Einde inhoudsopgave
Verdrag tussen het Koninkrijk der Nederlanden en het Sultanaat Oman tot het vermijden van dubbele belasting en het voorkomen van het ontgaan van belasting met betrekking tot belastingen naar het inkomen
Artikel 26 Uitwisseling van inlichtingen
Geldend
Geldend vanaf 28-12-2011
- Bronpublicatie:
05-10-2009, Trb. 2010, 181 (uitgifte: 17-06-2010, kamerstukken/regelingnummer: -)
- Inwerkingtreding
28-12-2011
- Bronpublicatie inwerkingtreding:
22-12-2011, Trb. 2011, 265 (uitgifte: 22-12-2011, kamerstukken/regelingnummer: -)
- Vakgebied(en)
Internationaal belastingrecht (V)
Internationaal belastingrecht / Belastingverdragen
1.
De bevoegde autoriteiten van de Verdragsluitende Staten wisselen de inlichtingen uit die nodig zijn voor het uitvoeren van de bepalingen van dit Verdrag of van de nationale wetgeving van de Verdragsluitende Staten met betrekking tot belastingen waarop dit Verdrag van toepassing is, voor zover heffing uit hoofde daarvan niet in strijd is met het Verdrag, alsmede voor het voorkomen van het ontgaan van belasting.

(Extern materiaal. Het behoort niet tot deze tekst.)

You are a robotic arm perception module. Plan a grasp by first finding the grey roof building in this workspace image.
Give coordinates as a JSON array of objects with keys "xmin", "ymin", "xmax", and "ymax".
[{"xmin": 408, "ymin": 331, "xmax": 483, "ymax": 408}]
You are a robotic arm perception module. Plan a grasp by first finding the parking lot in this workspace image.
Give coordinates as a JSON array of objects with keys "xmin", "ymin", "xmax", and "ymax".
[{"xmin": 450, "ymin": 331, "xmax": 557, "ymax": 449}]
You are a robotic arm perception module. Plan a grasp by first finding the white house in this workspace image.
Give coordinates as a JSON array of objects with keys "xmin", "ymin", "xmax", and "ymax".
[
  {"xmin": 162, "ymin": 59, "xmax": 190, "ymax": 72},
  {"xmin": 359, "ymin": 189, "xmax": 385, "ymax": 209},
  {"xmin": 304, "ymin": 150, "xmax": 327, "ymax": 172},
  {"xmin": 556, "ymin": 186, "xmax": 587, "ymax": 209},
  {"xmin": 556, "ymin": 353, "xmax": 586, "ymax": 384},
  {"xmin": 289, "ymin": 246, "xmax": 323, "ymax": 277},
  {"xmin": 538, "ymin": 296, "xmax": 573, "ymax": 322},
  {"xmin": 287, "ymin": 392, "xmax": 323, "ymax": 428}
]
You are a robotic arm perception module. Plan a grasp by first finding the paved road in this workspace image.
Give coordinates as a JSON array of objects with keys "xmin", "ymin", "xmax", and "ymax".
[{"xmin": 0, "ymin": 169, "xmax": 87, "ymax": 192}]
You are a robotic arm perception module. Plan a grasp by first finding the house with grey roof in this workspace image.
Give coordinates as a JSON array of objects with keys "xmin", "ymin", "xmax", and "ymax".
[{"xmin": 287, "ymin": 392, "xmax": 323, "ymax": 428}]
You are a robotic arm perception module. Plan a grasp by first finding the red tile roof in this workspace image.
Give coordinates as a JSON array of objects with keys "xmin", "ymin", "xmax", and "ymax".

De uitwisseling van informatie wordt niet beperkt door artikel 1.
2.
Alle uit hoofde van het eerste lid door een Verdragsluitende Staat ontvangen inlichtingen worden op dezelfde wijze geheim gehouden als inlichtingen die volgens de nationale wetgeving van die Staat zijn verkregen en worden alleen ter kennis gebracht van personen of autoriteiten (daaronder begrepen rechterlijke instanties en administratiefrechtelijke lichamen) die betrokken zijn bij de vaststelling of invordering van, de tenuitvoerlegging of vervolging ter zake van, of de beslissing in beroepszaken betrekking hebbende op de belastingen waarop het Verdrag van toepassing is. Deze personen of autoriteiten mogen van de inlichtingen alleen voor deze doeleinden gebruikmaken. Zij mogen de inlichtingen bekendmaken in openbare rechtszittingen of in rechterlijke beslissingen.
3.
In geen geval worden de bepalingen van het eerste en tweede lid van dit artikel zo uitgelegd dat zij een Verdragsluitende Staat de verplichting opleggen:
- a.
bestuurlijke maatregelen te nemen die in strijd zijn met de wetgeving of bestuurlijke praktijk van die of van de andere Verdragsluitende Staat;
- b.
inlichtingen te verstrekken die niet verkrijgbaar zijn volgens de wetgeving of in de normale gang van zaken in het bestuur van die of van de andere Verdragsluitende Staat;
- c.
inlichtingen te verstrekken die een handels-, bedrijfs-, nijverheids- of beroepsgeheim of een fabrieks- of handelswerkwijze zouden onthullen, dan wel inlichtingen waarvan het verstrekken in strijd zou zijn met de openbare orde (ordre public).
4.
Indien inlichtingen worden verzocht door een Verdragsluitende Staat in overeenstemming met dit artikel, wendt de andere Verdragsluitende Staat zijn maatregelen inzake het verzamelen van inlichtingen aan om de verlangde inlichtingen te verkrijgen, ongeacht het feit dat de andere Staat ten behoeve van zijn eigen belastingheffing niet over dergelijke inlichtingen behoeft te beschikken. Op de in de vorige zin vervatte verplichting zijn de beperkingen van het derde lid van toepassing, maar deze beperkingen mogen in geen geval zodanig worden uitgelegd dat het een Verdragsluitende Staat toegestaan is uitsluitend op grond van het feit dat hij geen nationaal belang heeft bij dergelijke inlichtingen te weigeren inlichtingen te verstrekken.
5.
Onverminderd procedures uit hoofde van zijn nationale wetgeving, mogen de bepalingen van het derde lid in geen geval zodanig worden uitgelegd dat het een Verdragsluitende Staat toegestaan is het verschaffen van inlichtingen te weigeren uitsluitend op grond van het feit dat de gegevens berusten bij een bank, een andere financiële instelling, een gevolmachtigde, of een persoon die bij wijze van vertegenwoordiging of als vertrouwenspersoon optreedt, dan wel omdat deze betrekking hebben op eigendomsbelangen in een persoon.